岡山県西粟倉村は、鳥取、兵庫県に接し、人口わずか1500人。強い危機感を持つ村は、森をテコに若い「よそ者」を積極的に呼び寄せ、自由に活動させる賭けに出た。いま、「ローカルベンチャーの村」として知られ始め、未来を切り開こうとしている。

 「きっかけは、平成の大合併を拒否して自立を決断したことだ。村の95%が森林。最大の地域資源を村外の人も入れて活用しようと退路を断った。小さな村でも自立できることを全国に示したい」と青木秀樹村長(61)は意気込む。

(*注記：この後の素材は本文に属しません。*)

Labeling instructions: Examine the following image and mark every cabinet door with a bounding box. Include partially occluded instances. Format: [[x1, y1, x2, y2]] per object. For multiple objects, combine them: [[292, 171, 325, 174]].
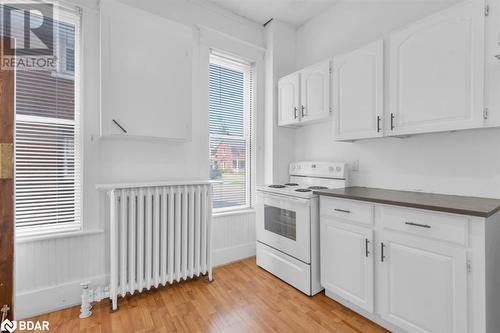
[[332, 40, 384, 140], [386, 1, 484, 135], [101, 0, 193, 140], [300, 60, 330, 123], [378, 231, 467, 333], [278, 73, 300, 126], [320, 216, 373, 312]]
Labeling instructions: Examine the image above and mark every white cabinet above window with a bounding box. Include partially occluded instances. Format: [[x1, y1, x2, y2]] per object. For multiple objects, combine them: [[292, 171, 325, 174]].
[[278, 60, 331, 127], [101, 0, 193, 140], [278, 72, 300, 126]]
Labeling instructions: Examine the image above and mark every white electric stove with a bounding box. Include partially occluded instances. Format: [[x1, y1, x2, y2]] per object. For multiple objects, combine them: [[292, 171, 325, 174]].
[[257, 162, 346, 296]]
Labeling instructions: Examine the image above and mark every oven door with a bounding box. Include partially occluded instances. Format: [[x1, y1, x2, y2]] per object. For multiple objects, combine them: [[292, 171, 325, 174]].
[[257, 192, 311, 263]]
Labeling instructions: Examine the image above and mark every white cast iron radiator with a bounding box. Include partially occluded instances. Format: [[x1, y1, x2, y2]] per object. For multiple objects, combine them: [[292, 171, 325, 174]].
[[88, 181, 212, 310]]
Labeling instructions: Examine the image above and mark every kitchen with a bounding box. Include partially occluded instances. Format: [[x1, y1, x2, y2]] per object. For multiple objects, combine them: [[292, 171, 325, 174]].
[[0, 0, 500, 332]]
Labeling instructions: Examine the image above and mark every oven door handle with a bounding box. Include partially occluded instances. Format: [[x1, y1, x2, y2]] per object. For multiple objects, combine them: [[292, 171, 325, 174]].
[[262, 193, 310, 206]]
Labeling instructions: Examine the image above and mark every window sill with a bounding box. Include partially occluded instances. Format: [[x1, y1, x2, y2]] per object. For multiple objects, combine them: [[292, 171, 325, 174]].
[[16, 226, 104, 243], [212, 208, 255, 218]]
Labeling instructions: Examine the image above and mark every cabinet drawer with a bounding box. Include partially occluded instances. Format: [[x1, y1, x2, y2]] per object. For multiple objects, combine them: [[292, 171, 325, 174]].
[[320, 197, 373, 224], [379, 206, 469, 245]]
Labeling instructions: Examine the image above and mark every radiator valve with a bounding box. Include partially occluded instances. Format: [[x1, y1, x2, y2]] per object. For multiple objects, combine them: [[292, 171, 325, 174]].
[[80, 282, 92, 319]]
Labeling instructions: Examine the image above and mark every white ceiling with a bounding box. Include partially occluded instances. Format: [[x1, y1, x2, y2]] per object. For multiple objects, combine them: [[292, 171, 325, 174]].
[[208, 0, 455, 27], [204, 0, 339, 26]]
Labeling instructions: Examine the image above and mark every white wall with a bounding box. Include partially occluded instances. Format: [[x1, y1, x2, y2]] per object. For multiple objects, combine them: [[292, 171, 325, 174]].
[[294, 2, 500, 198], [15, 0, 265, 318]]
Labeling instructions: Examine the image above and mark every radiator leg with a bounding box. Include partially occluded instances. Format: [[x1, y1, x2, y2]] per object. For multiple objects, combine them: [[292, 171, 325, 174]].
[[80, 282, 92, 319], [208, 268, 214, 282]]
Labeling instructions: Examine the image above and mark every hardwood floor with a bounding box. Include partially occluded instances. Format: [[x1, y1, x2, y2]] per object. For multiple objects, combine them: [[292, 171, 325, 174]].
[[31, 258, 387, 333]]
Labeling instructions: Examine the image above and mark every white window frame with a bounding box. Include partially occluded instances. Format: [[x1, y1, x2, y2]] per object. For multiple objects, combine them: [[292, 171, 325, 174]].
[[14, 4, 83, 236], [208, 49, 256, 214]]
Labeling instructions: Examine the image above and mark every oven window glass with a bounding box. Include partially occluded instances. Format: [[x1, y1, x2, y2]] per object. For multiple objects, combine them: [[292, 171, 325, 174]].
[[264, 205, 296, 241]]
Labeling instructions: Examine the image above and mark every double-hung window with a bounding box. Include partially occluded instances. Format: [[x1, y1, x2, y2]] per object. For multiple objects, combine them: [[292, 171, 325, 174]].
[[208, 52, 255, 212], [12, 7, 81, 235]]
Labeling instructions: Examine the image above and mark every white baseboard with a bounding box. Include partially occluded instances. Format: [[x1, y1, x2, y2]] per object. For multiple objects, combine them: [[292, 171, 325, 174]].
[[14, 275, 108, 320], [212, 242, 255, 266]]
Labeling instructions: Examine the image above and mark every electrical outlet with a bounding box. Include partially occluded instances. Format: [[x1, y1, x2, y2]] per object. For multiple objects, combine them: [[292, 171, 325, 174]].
[[351, 160, 359, 171]]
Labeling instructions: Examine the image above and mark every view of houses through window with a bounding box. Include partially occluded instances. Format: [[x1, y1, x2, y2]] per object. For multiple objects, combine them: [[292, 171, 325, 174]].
[[209, 54, 253, 210]]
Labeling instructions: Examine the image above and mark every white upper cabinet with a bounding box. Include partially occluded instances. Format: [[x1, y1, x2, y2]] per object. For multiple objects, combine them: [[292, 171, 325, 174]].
[[386, 0, 484, 135], [101, 0, 193, 140], [278, 60, 331, 127], [278, 72, 300, 126], [332, 40, 384, 140], [300, 60, 330, 123], [378, 231, 468, 333]]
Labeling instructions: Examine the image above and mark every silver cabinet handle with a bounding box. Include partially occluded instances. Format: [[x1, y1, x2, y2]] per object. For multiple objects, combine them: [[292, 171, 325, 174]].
[[405, 222, 431, 229]]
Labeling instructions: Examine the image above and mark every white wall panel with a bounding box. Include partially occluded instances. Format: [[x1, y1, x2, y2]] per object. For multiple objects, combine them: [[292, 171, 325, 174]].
[[212, 211, 255, 266]]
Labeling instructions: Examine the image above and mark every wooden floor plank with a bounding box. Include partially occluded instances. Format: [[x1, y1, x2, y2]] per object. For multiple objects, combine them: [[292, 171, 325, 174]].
[[27, 258, 387, 333]]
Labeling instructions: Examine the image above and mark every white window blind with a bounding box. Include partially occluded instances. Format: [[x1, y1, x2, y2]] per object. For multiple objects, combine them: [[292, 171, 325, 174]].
[[15, 7, 81, 233], [208, 53, 254, 210]]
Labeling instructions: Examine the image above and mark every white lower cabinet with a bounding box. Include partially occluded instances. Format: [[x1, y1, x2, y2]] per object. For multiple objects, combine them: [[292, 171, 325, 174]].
[[320, 196, 500, 333], [321, 217, 373, 312], [379, 231, 467, 333]]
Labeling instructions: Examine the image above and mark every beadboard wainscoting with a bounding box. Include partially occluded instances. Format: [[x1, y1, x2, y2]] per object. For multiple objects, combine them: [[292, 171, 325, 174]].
[[15, 210, 255, 319], [212, 210, 255, 266], [15, 231, 108, 319]]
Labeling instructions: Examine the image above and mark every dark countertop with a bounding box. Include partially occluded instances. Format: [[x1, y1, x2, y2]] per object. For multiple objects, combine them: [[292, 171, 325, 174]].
[[314, 187, 500, 217]]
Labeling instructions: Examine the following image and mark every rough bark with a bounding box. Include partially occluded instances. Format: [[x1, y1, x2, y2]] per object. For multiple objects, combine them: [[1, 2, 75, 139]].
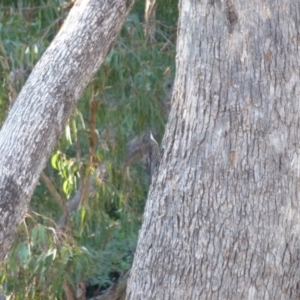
[[0, 0, 133, 260], [127, 0, 300, 300]]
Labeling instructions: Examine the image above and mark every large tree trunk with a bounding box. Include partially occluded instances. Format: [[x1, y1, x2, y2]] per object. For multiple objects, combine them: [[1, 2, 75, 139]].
[[0, 0, 133, 260], [127, 0, 300, 300]]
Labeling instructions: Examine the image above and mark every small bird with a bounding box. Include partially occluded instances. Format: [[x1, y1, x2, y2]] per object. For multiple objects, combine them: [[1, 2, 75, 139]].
[[143, 131, 161, 180]]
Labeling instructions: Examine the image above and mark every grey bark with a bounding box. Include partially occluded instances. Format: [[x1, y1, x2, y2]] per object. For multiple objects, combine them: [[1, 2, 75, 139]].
[[0, 0, 133, 260], [127, 0, 300, 300]]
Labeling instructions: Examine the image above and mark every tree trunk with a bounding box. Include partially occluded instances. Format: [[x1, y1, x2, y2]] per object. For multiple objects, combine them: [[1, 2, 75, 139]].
[[127, 0, 300, 300], [0, 0, 133, 260]]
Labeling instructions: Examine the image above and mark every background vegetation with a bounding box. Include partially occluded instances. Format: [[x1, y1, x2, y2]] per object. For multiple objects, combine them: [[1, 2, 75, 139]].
[[0, 0, 177, 299]]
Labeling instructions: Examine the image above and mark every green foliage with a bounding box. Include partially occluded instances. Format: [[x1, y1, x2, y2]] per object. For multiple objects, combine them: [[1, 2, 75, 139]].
[[0, 0, 177, 299]]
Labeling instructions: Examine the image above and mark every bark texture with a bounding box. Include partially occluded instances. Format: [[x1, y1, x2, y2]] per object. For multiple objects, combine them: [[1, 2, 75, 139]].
[[0, 0, 133, 260], [127, 0, 300, 300]]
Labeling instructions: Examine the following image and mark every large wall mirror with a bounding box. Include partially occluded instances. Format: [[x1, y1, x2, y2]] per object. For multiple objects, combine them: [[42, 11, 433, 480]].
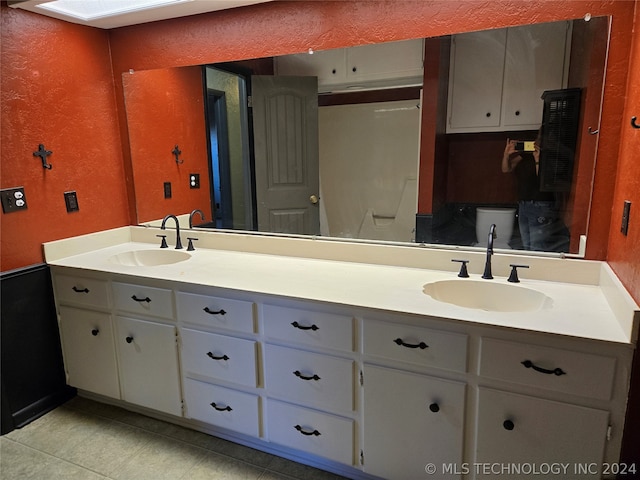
[[123, 17, 609, 254]]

 村の人口は1950年の3千人をピークにほぼ減り続け、65歳以上の高齢者が35%もいる。村は2008年、「百年の森林構想」という旗を掲げた。美しい森を子孫に残し、地域経済を回そうという挑戦だ。村は自力ではできないとわかっていた。「村の人事部」と呼ばれた雇用対策協議会を使って、林業や木工に興味を持つ若者を集めた。村は出資や廃校提供、住宅となる空き家のあっせんといった裏方に回った。

 よそ者の代表格は05年にやって来た牧大介さん(42)。京大大学院農学研究科修了の地域再生コンサルタントだった。村の林業はそれまで、丸太を売って終わりで大きな金が落ちなかった。そこで、09年に第三セクター「西粟倉・森の学校」を設立、木材に付加価値をつけて売り出した。住宅の内装材や椅子、食器などに加工し、販路開拓や資金調達まで担った。この10年で、森林関連の売り上げは8倍の8億円に伸びた。